A pesquisadora sustenta essa crescente ideia apresentando que “por não ser a única espécie partenogenética de lagartos na Amazônia, alguma função do ambiente pode proporcionar a origem e o estabelecimento dessa espécies ao longo do tempo no bioma. A estabilidade da presença do bioma amazônico ao longo de milhões de anos pode explicar esse resultado inédito encontrado”.

Possibilidade de existência de machos nessa espécie e sua origem

Outras descobertas da pesquisa de Tuliana com auxílio de seus supervisores abordaram a possibilidade da existência de alguns machos raros dessa espécie encontrados na região do médio Rio Negro. Esta possibilidade foi levantada por um dos colaboradores do grupo da pós-doutoranda em 2015. O Dr. Sérgio Marques-Souza, que também é pós-doutorando do Departamento de Zoologia do IB, realizou uma investigação morfológica em lagartos machos que pareciam pertencer ao complexo L. percarinatum, Tuliana tratou de verificar se também existiam semelhanças ao nível genético.
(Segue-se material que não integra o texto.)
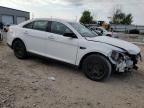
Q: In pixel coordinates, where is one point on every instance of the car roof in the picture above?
(49, 19)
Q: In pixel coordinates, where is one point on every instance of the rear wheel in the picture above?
(19, 49)
(96, 67)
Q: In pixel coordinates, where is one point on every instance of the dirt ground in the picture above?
(26, 84)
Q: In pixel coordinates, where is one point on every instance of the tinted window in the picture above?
(59, 28)
(29, 25)
(40, 25)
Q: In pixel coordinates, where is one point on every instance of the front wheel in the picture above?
(19, 49)
(97, 68)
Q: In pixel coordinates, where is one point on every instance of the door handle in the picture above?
(51, 38)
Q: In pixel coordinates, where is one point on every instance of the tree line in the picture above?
(118, 17)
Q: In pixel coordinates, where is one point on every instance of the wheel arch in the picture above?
(91, 53)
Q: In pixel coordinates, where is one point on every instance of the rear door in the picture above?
(60, 47)
(35, 35)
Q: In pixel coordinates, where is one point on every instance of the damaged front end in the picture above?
(124, 61)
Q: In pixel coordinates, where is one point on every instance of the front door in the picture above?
(35, 34)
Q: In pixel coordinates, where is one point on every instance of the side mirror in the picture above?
(71, 35)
Apesar de em um primeiro momento parecer que esses animais eram seres semelhantes, a pós-doutoranda descobriu através de uma filogenia baseada em um gene mitocondrial que os machos na verdade pertencem a outra espécie que não se conhecia. Ao mesmo tempo, constatou-se que aqueles animais eram lagartos que também conviviam com fêmeas da sua própria espécie, que por sua vez não eram partenogenéticas. Além disso, as constatações de proximidade morfológica e genética indicam que essa nova espécie bissexuada encontrada provavelmente faz parte da linha de ancestralidade do complexo L. percarinatum. Sendo assim, possivelmente, essa espécie que contém machos e fêmeas é ancestral da espécie materna que deu origem a esses lagartos partenogenéticos.

Por fim, os resultados encontrados ao nível do DNA nuclear revelaram que Loxopholis ferreirai, uma espécie endêmica da região do Rio Negro, possivelmente, é a espécie ancestral paterna do complexo L. percarinatum. Deste modo, concluiu-se que a origem desses lagartos partenogenéticos se deu através de um processo de hibridização. Neste momento, a pós-doutoranda tem explorado a origem dessas espécies dentro do contexto geográfico para tentar descobrir em qual região da Amazônia esse processo de hibridização poderá ter ocorrido.